My mother did not have to wait for Brown v. Board of Education. In her grade school class, she was one of the few children who wasn't a 'minority'. Meanwhile my father grew up very close with his nanny and housekeeper, she was a part of his family. But those two states could not have been more different institutionally. There were in practical fact, still two Americas. One that accepted all people legally, if not yet socially, and one where flagrant oppression was law if not always practice.

There were many good people in Kentucky in the 1950s, I'd like to think my father and his family were among them. Just as today there are many good people in Virginia. In New York, gay marriage has long been an overwhelming institutional reality, as the expected $142 million dollar windfall projected because of the new law attests, as the recent massive gay pride attests, as the new law itself attests.

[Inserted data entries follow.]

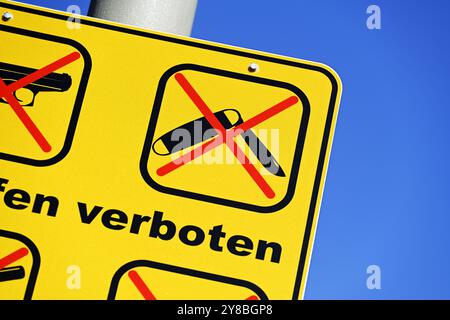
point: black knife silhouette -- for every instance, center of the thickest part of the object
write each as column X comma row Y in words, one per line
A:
column 169, row 143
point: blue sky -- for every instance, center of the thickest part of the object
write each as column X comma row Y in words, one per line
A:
column 386, row 199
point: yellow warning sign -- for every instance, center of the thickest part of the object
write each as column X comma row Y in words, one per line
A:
column 140, row 165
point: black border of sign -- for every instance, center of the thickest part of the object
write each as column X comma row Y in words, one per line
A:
column 184, row 271
column 78, row 100
column 327, row 130
column 212, row 199
column 36, row 259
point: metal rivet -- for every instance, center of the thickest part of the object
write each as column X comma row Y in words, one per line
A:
column 7, row 16
column 253, row 67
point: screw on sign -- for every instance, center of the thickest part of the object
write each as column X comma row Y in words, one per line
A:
column 226, row 137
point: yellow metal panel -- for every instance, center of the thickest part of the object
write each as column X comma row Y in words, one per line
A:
column 91, row 183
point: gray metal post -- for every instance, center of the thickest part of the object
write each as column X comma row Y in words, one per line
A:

A very fine southern bell of a drag queen once told me, "We may not let you go marching down the street in leather chaps, but God help the person who messes with our hairstylist, or the nice two ladies that live together at the end of the block, or 'funny' uncle Bob."

We still live in two Americas, one that more and more institutionally accepts us, and ones like Virginia.  I was born in New York, and raised in Richmond. I am terribly proud of my birth place, in that other America, but I am also hopeful for my home state, that one day we will join that new, and ever so slightly better America.  And that day will not be so very far off, whether through the courts or from that austere white columned hall in down town Richmond, we will have our own New York day.